In the 18th and early 19th century Kashmir (then called Cashmere by the British), had a thriving industry producing shawls from goat down imported from Tibet and Tartary through Ladakh. The down trade was controlled by treaties signed as a result of previous wars. The shawls were introduced into Western Europe when the General in Chief of the French campaign in Egypt (1799–1802) sent one to Paris. The shawl's arrival is said to have created an immediate sensation and plans were put in place to start manufacturing the product in France.
Trading in Commercial quantities of raw cashmere between Asia and Europe began with Valerie Audresset SA, Louviers, France claiming to be the first European company to commercially spin cashmere. The down was imported from Tibet through Kasan the capital of the Russian province Volga and was used in France to create imitation woven shawls. Unlike the Kashmir shawls, the French shawls had a different pattern on each side. The imported cashmere was spread out on large sieves and beaten with sticks to open the fibers and clear away the dirt. After opening, the cashmere was washed and children removed the coarse hair. The down was then carded and combed using the same methods used for worsted spinning.

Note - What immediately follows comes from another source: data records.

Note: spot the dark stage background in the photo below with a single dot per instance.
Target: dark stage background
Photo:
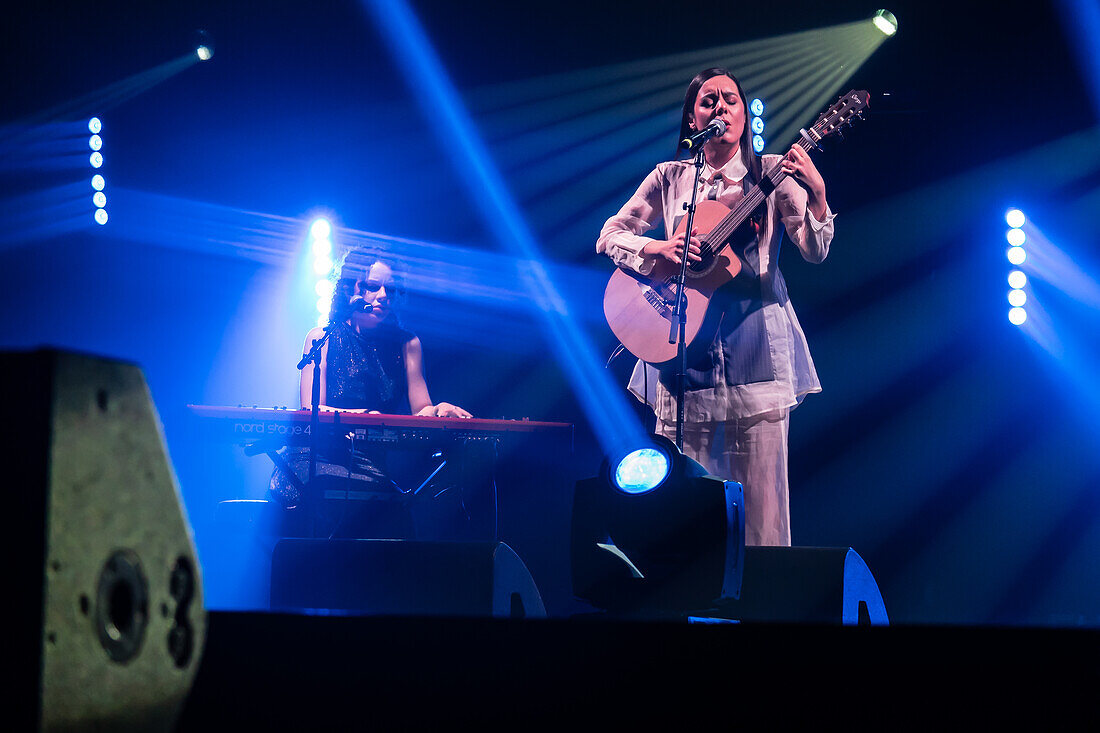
(952, 450)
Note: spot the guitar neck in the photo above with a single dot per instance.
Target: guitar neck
(752, 199)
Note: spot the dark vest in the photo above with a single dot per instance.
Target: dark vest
(741, 335)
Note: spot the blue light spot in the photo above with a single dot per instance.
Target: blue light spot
(641, 470)
(320, 229)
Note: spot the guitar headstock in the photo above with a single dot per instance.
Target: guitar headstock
(844, 111)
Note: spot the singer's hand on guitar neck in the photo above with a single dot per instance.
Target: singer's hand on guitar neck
(671, 249)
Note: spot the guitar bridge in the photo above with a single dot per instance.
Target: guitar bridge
(662, 304)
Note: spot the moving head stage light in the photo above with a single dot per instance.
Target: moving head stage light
(655, 535)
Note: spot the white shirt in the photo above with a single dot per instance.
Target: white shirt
(661, 197)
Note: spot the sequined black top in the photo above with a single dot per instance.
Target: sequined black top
(367, 371)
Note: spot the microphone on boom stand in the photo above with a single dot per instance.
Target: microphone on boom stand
(716, 129)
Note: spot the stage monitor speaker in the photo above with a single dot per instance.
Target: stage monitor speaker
(106, 611)
(807, 584)
(398, 577)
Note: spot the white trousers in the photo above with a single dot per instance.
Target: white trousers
(751, 450)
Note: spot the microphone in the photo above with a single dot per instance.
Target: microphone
(716, 129)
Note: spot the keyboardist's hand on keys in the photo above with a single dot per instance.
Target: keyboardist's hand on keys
(443, 409)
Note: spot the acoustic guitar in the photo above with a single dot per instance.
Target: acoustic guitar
(641, 308)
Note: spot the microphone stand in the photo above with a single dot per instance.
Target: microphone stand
(315, 419)
(679, 327)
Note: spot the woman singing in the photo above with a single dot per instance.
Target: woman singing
(758, 368)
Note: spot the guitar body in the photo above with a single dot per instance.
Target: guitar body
(640, 308)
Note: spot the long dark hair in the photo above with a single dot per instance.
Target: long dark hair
(748, 155)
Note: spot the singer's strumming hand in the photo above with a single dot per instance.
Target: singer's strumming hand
(671, 249)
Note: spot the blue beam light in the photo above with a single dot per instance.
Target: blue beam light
(612, 418)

In 1819, M. Jaubert, at the expense of M. Ternaux and under the auspices of the French government, imported several Tibetan and Tartary cross goats into France. Edward Riley (nephew of Alexander Riley) saw the herd in 1828, and described it as a mixture of colors from brown to white, covered with coarse hair, with an average of three ounces (84 grams) of down underneath the hair. Mr Riley also saw M. Polonceau's herd. Polonceau selected from the Ternaux herd and crossed his animals with a selected fine Angora buck. In 1831 Mr Riley went back to France and purchased ten females in kid and two bucks from Mr Polonceau and sent them to Australia. At the time, the average production of the Polonceau herd was 16 ounces (500 grams) of down.

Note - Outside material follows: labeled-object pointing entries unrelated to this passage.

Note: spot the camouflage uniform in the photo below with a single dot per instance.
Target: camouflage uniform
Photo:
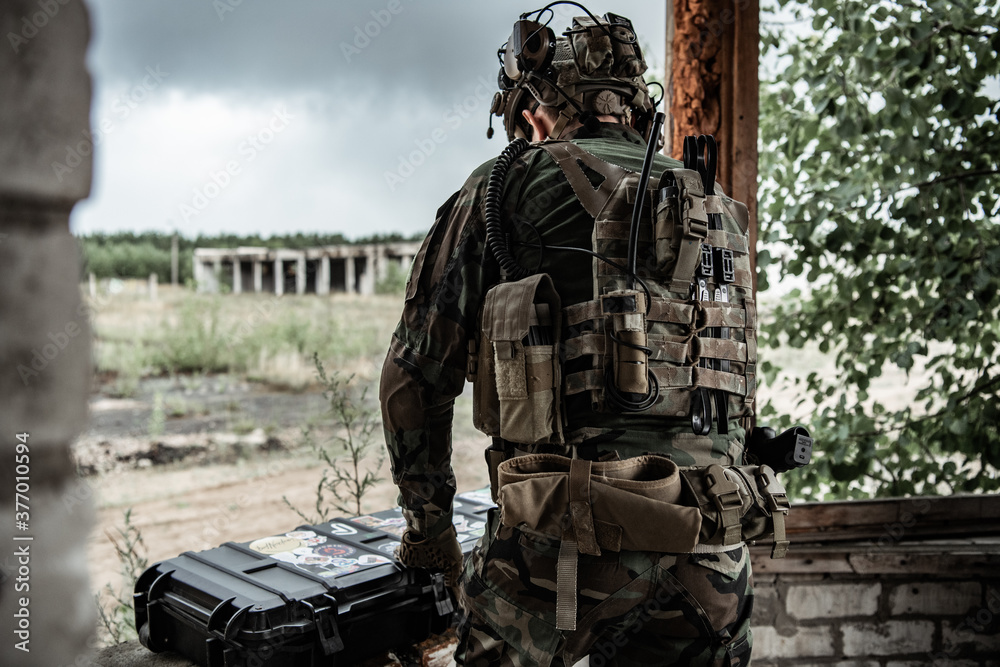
(634, 607)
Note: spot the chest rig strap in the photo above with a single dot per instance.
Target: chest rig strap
(572, 160)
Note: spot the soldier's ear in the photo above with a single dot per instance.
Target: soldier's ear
(539, 128)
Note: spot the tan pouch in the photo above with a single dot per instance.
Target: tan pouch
(521, 324)
(666, 239)
(738, 503)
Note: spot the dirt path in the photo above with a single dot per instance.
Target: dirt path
(184, 506)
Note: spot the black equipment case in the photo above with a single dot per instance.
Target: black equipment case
(329, 594)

By 1830, weaving cashmere shawls with French-produced yarn had become an important Scottish industry. The Scottish Board of Trustees for the Encouragement of Arts and Manufactures offered a 300 Pound Sterling reward to the first person who could spin cashmere in Scotland based on the French system. Captain Charles Stuart Cochrane collected the required information while in Paris and received a Scottish patent for the process in 1831. In the autumn of 1831, he sold the patent to Henry Houldsworth and sons of Glasgow. In 1832 Henry Houldsworth and sons commenced the manufacture of yarn, and in 1833 received the reward.
Dawson International claim to have invented the first commercial dehairing machine in 1890, and from 1906 they purchased cashmere from China, but were restricted to purchasing fiber from Beijing and Tianjing until 1978. In 1978 trade was liberalised and Dawson International began buying cashmere from many provinces.
In the United States, many early textile centers developed as part of the American Industrial Revolution. Among them, the Blackstone Valley became a major contributor to the American Industrial Revolution. The town of Uxbridge, Massachusetts became an early textile center in the Blackstone Valley, which was known for the manufacture of cashmere wool and satinets, from circa 1810.